Mise à l'épreuve de la République, l'Affaire est aussi ce qui l'a consolidée en la démocratisant et en outrepassant les résistances passives de « nombreux antidreyfusards modérés républicains, sincères, soucieux seulement d'ordre et de conservatisme dans la société, dans l'armée »2(*). Le pouvoir civil en sort renforcé, l'institution militaire plus proche de la société - à Rennes, deux officiers généraux votent pour l'acquittement -, la société mieux représentée par l'essor de la presse et des activités associatives, le rôle de la raison, enfin, consolidé dans la vie publique - en sortiront la laïcité, les progrès méthodologiques des sciences sociales, la figure de l'intellectuel (Zola, Clemenceau ou Jaurès).

Il reste que l'Affaire n'a pu être close que par la commission d'une injustice pour Dreyfus, laquelle n'a pas été totalement réparée. Waldeck-Rousseau, devenu président du Conseil après le procès de Rennes et soucieux de consolider le régime républicain en refermant l'Affaire, « imposa à Dreyfus de retirer son pourvoi en révision [...] pour le forcer à paraître accepter le verdict »3(*). Cette deuxième injustice est en quelque sorte réparée par la réhabilitation prononcée par la Cour de cassation le 12 juillet 1906, mais elle en fait naître immédiatement une autre : la loi votée le lendemain ne le réintègre qu'au grade de chef d'escadron, soit le grade immédiatement postérieur au sien, sans prendre en compte ses sept années d'emprisonnement pour évaluer celui auquel il aurait pu prétendre. Voyant ses espoirs d'atteindre, à terme, le grade d'officier général anéantis, Alfred Dreyfus demande à contrecoeur sa mise en retraite en juin 1907. Mobilisé en tant qu'officier de réserve en 1914, il est affecté en 1917 au Chemin des Dames et en 1918 à Verdun. Il termine la Première Guerre mondiale au rang de lieutenant-colonel et est élevé au rang d'officier de la Légion d'honneur.

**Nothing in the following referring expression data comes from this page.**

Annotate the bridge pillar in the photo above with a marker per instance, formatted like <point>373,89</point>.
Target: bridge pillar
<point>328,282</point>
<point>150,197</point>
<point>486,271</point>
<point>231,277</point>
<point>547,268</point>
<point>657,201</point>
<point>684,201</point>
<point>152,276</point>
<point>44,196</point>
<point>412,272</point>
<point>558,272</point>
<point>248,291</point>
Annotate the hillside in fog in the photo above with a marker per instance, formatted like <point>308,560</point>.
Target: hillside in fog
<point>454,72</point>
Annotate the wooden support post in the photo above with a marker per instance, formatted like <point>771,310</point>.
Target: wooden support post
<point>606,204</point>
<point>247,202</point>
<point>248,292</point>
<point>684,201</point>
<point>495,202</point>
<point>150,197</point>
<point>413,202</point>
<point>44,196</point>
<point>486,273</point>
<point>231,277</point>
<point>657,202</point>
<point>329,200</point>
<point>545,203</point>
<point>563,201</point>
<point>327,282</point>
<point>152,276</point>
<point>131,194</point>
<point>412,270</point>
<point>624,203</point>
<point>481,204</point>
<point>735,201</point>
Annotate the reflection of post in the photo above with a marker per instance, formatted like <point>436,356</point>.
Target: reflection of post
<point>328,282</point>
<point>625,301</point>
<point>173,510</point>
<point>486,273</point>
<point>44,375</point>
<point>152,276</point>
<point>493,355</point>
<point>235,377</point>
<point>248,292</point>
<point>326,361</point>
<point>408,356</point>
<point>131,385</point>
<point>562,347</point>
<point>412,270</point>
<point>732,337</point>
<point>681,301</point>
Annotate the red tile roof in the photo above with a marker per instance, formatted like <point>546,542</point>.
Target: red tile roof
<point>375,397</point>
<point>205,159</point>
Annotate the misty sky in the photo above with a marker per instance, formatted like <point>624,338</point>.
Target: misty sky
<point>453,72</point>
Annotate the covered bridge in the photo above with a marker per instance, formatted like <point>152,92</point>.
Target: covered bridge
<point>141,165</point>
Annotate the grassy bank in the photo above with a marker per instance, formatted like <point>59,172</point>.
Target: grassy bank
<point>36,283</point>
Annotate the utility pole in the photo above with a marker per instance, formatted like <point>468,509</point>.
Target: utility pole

À certains égards, Alfred Dreyfus est davantage qu'une incarnation de l'injustice : en acceptant la grâce qui valait reconnaissance de sa culpabilité, geste extraordinaire qui fait passer l'intérêt supérieur du pays avant le sien propre et avant même l'exigence de justice, puis en ne réclamant jamais rien pour lui-même qui fût susceptible de rouvrir les fractures nationales, il prend figure de victime émissaire, dont le sacrifice conditionne l'unité du collectif. Sous ce rapport, Dreyfus est, s'il est permis de reprendre ici la formule de Jaurès, « l'humanité elle-même »4(*). Comment honorer sa mémoire ? Le restaurer dans ses droits est un minimum.


* 1 Vincent Duclert, L'Affaire Dreyfus, Paris, La Découverte, 2025, 5e édition, p. 51.

* 2 Vincent Duclert, op. cit., p. 88.

* 3 Pierre Vidal-Naquet, cité par Vincent Duclert, op. cit.

* 4 Jean Jaurès, Les preuves, La petite République, 1898.